Marketing channel can be defined as the procedure of activities that need to be performed to distribute the finished goods at the point of production to the customer at the point of consumption.
Manufactures use different channels to distribute the finished goods to customers. However, the most common methods are wholesale or retail, which are discussed further.
The profit is distributed between the elements of distribution channel, so if the channel is longer, each element has lower profit margin and there is less scope for discounts for the consumer. In a shorter channel, the distribution is divided between fewer elements, profit is higher for each element and higher discounts can be provided to the customer.

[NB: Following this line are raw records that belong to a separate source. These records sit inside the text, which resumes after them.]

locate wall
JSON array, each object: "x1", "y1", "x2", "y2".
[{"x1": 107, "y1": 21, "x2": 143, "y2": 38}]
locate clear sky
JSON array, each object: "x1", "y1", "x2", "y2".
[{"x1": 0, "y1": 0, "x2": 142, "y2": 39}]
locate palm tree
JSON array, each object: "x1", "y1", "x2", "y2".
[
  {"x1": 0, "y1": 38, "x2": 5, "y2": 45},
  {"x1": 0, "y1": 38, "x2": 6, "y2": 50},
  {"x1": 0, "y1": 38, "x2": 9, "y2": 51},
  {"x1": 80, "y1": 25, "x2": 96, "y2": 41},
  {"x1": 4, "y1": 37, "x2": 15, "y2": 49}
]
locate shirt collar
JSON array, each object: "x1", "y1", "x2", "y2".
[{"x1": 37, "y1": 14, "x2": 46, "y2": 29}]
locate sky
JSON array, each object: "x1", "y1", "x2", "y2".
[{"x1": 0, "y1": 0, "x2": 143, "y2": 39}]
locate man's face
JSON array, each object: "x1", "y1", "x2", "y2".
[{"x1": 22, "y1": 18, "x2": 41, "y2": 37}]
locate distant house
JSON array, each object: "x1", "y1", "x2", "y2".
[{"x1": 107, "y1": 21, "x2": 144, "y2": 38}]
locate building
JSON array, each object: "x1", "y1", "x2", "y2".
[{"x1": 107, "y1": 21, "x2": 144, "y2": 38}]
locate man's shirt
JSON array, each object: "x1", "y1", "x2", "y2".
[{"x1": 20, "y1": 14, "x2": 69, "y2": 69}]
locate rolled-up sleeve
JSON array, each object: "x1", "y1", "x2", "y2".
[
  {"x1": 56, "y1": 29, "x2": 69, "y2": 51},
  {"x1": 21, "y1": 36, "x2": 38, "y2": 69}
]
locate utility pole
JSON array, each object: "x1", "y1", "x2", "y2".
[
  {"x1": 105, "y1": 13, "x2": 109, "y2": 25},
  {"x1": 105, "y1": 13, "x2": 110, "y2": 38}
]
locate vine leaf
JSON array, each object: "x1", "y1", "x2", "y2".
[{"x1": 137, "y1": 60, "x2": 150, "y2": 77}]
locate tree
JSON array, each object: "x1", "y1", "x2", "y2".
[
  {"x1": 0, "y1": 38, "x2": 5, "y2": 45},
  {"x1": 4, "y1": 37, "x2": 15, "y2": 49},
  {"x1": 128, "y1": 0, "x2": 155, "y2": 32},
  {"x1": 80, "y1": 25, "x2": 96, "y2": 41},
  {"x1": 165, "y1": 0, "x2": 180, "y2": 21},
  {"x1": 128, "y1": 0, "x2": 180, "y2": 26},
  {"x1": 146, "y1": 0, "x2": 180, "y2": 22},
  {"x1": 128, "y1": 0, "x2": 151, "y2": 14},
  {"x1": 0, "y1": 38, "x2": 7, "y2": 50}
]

In this distribution channel, wholesalers buy the products and then distribute to consumers. Wholesalers directly purchase goods from the manufacturer in large quantity at a discounted price. Several service taxes and sales taxes are also reduced, which in turn reduces the cost of the final product.
The wholesaler then sells the product to the consumer. From the consumer’s perspective, wholesale is a cheaper option as the cost of the product is lower than retail value and for wholesalers, the profit margin is higher because of bulk purchase from the producer.
In retail distribution channel, the finished goods are purchased by a wholesaler or distributor, the wholesaler sells to retail shops and then the product is sold to the consumer.
The wholesalers buy the product in bulk; then the product is sold to the retailers in lesser quantities; further, the retail shops sell the product to the customers. Here the distribution channel is longer than wholesale, so the profit margin for each element is comparatively lower and the customer gets a higher cost than wholesale.